Don’t get the wrong idea looking at Studio Amaro’s quasi-brutalist concrete facade. The 100-seat Italian restaurant, designed by Wendy Bergman (Chin Chin, Mr Miyagi and Hawker Hall) features rich timber panelling, textured tiles, brass accents and mustard corduroy booths that lend a warm, retro, den-like atmosphere at night. By day, the space’s prime corner location and floor-to-ceiling windows make lunch a sunny affair.
The basement bar (open for walk-ins only and serving food too), dials up the energy with moody lighting and DJs spinning Italo disco records. If you can’t make it to the party IRL, don’t worry – you can tune into Radio Amaro from home.
The menu across both spaces is social, approachable and, being Italian, properly seasonal. Expect snacky, regularly changed antipasti like confit mushrooms with porcini dust, or woodfired caponata, or whipped ricotta with lemon oil – all great for mopping up with the bubbly sourdough focaccia fermented for almost 72 hours. For mains there might be ribbon-y house-made mafaldine with prawns and citrus bisque, or a one-kilo T-bone from the grill. While the full menu is available throughout the day, there’s also a rotating selection of panini available to pre-order for pick up at lunch.

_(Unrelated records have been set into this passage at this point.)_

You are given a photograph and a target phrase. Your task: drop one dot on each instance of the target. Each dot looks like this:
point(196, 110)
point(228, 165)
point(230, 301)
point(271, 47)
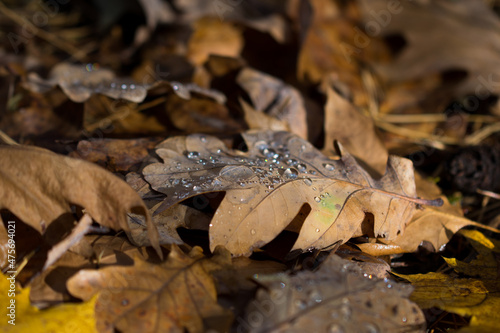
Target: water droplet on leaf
point(291, 173)
point(335, 328)
point(328, 166)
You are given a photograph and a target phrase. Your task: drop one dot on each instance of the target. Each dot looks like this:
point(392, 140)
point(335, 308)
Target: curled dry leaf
point(167, 221)
point(434, 225)
point(174, 296)
point(276, 99)
point(267, 186)
point(359, 138)
point(336, 298)
point(39, 186)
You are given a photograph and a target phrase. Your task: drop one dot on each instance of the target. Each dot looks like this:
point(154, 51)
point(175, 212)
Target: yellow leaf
point(477, 298)
point(485, 264)
point(23, 317)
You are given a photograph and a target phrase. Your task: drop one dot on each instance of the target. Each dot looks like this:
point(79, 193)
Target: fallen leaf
point(273, 97)
point(115, 155)
point(213, 36)
point(167, 221)
point(435, 225)
point(26, 318)
point(359, 138)
point(280, 173)
point(197, 115)
point(464, 36)
point(39, 187)
point(472, 297)
point(335, 298)
point(257, 120)
point(174, 296)
point(79, 82)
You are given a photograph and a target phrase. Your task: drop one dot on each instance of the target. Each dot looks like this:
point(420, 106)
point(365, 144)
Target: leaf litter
point(280, 173)
point(269, 66)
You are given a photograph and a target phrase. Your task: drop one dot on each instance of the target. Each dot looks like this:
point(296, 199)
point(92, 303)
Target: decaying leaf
point(434, 225)
point(475, 297)
point(26, 318)
point(174, 296)
point(336, 298)
point(213, 36)
point(39, 187)
point(80, 82)
point(115, 155)
point(359, 138)
point(267, 186)
point(274, 98)
point(465, 35)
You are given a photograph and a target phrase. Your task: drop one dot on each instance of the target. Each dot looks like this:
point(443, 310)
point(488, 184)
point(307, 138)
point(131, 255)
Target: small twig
point(76, 235)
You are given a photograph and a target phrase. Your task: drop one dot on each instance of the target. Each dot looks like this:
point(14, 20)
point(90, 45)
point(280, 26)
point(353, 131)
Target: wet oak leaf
point(39, 186)
point(174, 296)
point(338, 297)
point(434, 225)
point(267, 186)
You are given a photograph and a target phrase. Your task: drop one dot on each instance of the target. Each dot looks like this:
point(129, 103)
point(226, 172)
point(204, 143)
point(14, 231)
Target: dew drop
point(345, 311)
point(261, 145)
point(192, 154)
point(371, 328)
point(291, 173)
point(307, 181)
point(335, 328)
point(301, 167)
point(315, 296)
point(328, 166)
point(301, 304)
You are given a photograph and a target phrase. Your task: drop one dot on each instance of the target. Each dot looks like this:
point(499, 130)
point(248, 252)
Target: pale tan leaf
point(39, 186)
point(345, 123)
point(336, 298)
point(174, 296)
point(276, 99)
point(267, 186)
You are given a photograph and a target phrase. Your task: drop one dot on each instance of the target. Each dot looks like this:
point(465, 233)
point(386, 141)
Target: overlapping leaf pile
point(161, 92)
point(267, 186)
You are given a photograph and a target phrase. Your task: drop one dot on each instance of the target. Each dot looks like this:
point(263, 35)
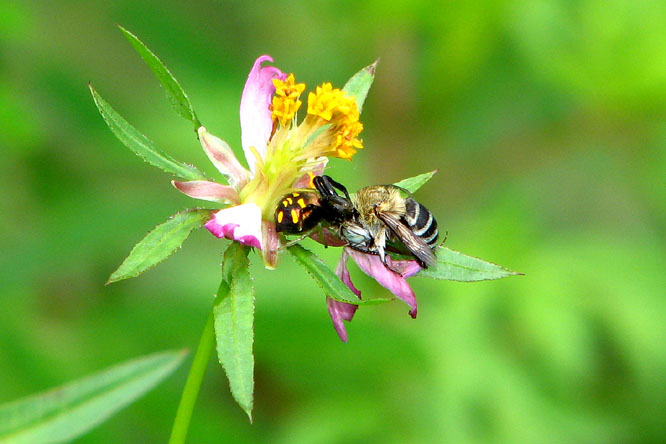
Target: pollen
point(286, 99)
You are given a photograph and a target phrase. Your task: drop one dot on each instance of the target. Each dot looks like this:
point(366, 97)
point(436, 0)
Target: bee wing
point(414, 244)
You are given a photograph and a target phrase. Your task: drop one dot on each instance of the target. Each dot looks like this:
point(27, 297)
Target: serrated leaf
point(140, 144)
point(160, 243)
point(360, 84)
point(69, 411)
point(175, 93)
point(325, 278)
point(412, 184)
point(234, 320)
point(455, 266)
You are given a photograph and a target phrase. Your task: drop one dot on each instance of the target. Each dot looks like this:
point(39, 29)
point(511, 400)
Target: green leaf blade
point(64, 413)
point(455, 266)
point(360, 83)
point(140, 144)
point(234, 325)
point(160, 243)
point(326, 279)
point(175, 93)
point(412, 184)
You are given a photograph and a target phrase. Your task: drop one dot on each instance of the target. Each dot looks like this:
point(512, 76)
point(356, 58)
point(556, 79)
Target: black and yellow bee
point(376, 219)
point(298, 212)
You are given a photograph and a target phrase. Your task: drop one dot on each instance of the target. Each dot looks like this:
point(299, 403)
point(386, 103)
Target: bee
point(300, 212)
point(376, 219)
point(390, 219)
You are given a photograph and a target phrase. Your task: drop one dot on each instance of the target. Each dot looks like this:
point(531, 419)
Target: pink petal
point(372, 266)
point(340, 311)
point(406, 268)
point(255, 115)
point(271, 245)
point(205, 190)
point(223, 158)
point(241, 223)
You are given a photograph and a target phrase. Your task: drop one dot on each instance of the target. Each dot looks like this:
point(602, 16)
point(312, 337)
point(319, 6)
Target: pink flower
point(281, 155)
point(393, 279)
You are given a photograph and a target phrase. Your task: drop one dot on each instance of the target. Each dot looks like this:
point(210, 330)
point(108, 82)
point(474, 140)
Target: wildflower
point(393, 278)
point(281, 154)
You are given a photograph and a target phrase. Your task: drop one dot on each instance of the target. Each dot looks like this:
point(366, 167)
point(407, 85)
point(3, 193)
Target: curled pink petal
point(340, 311)
point(255, 115)
point(241, 223)
point(406, 268)
point(271, 245)
point(372, 266)
point(206, 190)
point(219, 152)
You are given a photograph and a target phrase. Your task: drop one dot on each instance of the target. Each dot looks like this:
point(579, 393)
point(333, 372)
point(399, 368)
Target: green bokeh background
point(546, 120)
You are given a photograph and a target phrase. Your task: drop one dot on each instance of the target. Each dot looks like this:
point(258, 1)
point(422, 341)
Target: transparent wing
point(414, 244)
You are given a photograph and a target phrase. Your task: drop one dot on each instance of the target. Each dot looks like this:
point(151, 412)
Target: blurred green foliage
point(546, 120)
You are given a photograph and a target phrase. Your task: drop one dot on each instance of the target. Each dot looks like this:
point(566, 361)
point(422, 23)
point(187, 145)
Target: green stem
point(193, 383)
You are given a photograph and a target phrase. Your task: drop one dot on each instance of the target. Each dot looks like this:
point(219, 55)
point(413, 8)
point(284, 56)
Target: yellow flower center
point(286, 99)
point(337, 108)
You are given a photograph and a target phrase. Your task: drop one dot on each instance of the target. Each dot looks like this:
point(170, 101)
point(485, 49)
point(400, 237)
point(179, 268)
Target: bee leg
point(446, 236)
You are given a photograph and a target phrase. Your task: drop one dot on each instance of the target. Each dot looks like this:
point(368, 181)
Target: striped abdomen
point(421, 221)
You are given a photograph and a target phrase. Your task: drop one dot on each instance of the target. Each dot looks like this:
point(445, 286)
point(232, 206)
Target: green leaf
point(412, 184)
point(160, 243)
point(179, 100)
point(140, 144)
point(359, 85)
point(234, 319)
point(323, 276)
point(69, 411)
point(454, 266)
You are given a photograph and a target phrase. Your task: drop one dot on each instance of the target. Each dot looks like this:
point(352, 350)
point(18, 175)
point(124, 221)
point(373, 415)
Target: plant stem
point(191, 391)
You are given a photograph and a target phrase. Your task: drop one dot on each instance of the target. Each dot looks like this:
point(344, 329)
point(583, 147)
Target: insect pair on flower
point(284, 156)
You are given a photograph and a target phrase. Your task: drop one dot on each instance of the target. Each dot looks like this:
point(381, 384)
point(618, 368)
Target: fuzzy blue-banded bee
point(376, 219)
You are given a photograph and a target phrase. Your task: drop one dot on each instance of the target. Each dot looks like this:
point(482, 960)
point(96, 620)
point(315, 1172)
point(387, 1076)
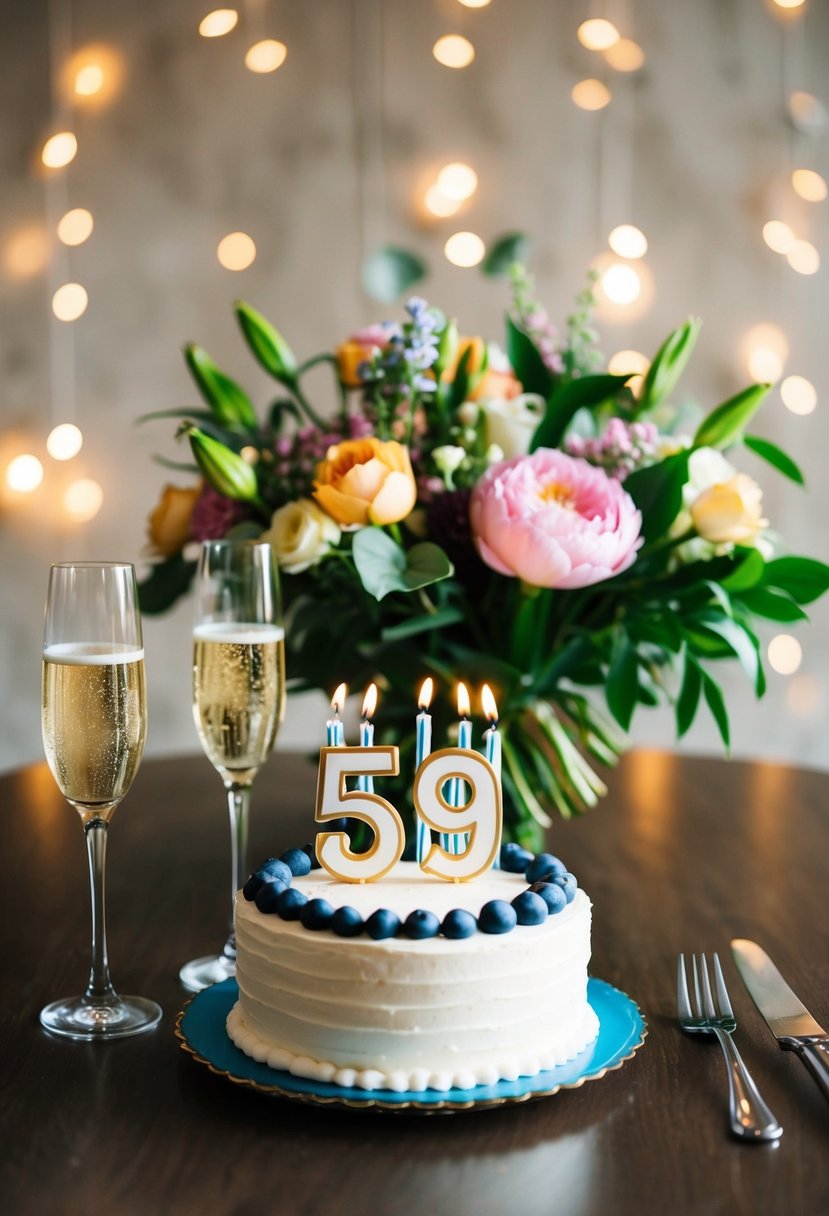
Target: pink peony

And of course there’s amaro (the bittersweet Italian digestivo) available throughout the venue – 40 to 50 bottles of it. Have it neat or in one of the many amaro-leaning cocktails, including a signature Nero Spritz. Wine covers local and Italian bottles, plus table wine in carafes, courtesy of new-wave Mildura winery MDI. It’s all the good stuff we’ve come to expect from Studio Amaro’s owner, Commune Group, also behind Firebird, Hanoi Hannah, Tokyo Tina, Moonhouse and New Quarter.